Poniedziałek przyniósł mieszkańcom południowo-zachodnich Chin silne trzęsienie ziemi. Władze regionu podały we wtorek rano nowe informacje na temat ofiar śmiertelnych i rannych. Zginęło 65 osób. Wciąż trwają poszukiwania zaginionych.
Ratownicy z południowo-zachodnich Chin pracowali przez całą noc, by poradzić sobie ze skutkami trzęsienia ziemi o magnitudzie 6,8, które nawiedziło w poniedziałek prowincję Syczuan. Służby pomagały w ewakuacjach i wyciągały ocalałych z zawalonych budynków.
Są ranni i zaginieni
Według najnowszych raportów, w wyniku trzęsienia zginęło 65 osób. To może nie być jeszcze koniec tragicznego bilansu, gdyż 200 osób wciąż uważa się za zaginione. Lokalne władze poinformowały również, że ponad 250 mieszkańców zostało rannych.
Jak przekazali eksperci z Chińskiego Centrum Sieci Trzęsień Ziemi, epicentrum wystąpiło w miejscowości Luding i w jego okolicach pojawiło się mnóstwo zniszczeń - niektóre drogi i ponad 240 domów zostało uszkodzonych, doszło do osunięć ziemi, pojawiły się także problemy komunikacyjne.
W związku z tym, że w ciągu najbliższych dni spodziewane są ulewy, eksperci zwrócili uwagę, że mogą pojawić się liczne jeziora, powstałe w zapadliskach po trzęsieniu.
W tym regionie świata trzęsienia ziemi nie są niczym niezwykłym, jednak z uwagi na trudny teren, mogą mieć opłakane skutki. Do ostatniego tak silnego zjawiska ostatni raz doszło w tym regionie w 2017 roku.

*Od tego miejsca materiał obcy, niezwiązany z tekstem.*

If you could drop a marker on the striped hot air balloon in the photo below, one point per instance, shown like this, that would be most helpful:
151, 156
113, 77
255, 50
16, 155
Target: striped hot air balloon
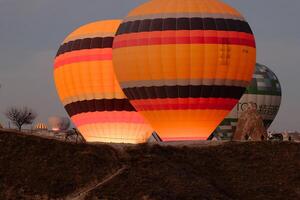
41, 126
184, 64
87, 87
264, 92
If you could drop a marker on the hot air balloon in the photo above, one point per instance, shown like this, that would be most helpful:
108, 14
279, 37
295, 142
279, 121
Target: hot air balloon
87, 87
184, 64
265, 92
41, 127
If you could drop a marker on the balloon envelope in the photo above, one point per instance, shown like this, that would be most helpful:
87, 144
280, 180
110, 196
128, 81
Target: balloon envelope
88, 88
184, 64
264, 92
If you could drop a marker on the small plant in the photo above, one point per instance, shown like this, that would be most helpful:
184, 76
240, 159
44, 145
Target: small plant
20, 116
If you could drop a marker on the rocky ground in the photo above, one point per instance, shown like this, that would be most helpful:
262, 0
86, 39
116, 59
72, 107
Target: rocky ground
36, 168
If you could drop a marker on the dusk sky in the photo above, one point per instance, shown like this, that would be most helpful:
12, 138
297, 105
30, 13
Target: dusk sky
32, 30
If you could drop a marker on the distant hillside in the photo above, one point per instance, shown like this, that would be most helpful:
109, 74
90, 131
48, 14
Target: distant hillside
33, 166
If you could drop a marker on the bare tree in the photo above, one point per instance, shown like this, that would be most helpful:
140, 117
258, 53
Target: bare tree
20, 116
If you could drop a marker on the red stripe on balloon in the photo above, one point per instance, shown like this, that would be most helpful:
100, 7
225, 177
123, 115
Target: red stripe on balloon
184, 37
184, 104
82, 56
107, 117
176, 139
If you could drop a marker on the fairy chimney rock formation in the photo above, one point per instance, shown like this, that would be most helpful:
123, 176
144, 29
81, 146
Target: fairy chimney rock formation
250, 126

Przez większość lata Syczuan zmagał się z rekordową suszą i falą upałów przekraczających 40 stopni. Doprowadziło to do niedoborów wody i prądu, który wytwarzany jest tam głównie w elektrowniach wodnych. Pod koniec sierpnia region nawiedziły ulewne opady deszczu, które w warunkach wyschniętej gleby stworzyły zagrożenie powodziowe i wymusiły ewakuację ponad 100 tys. osób.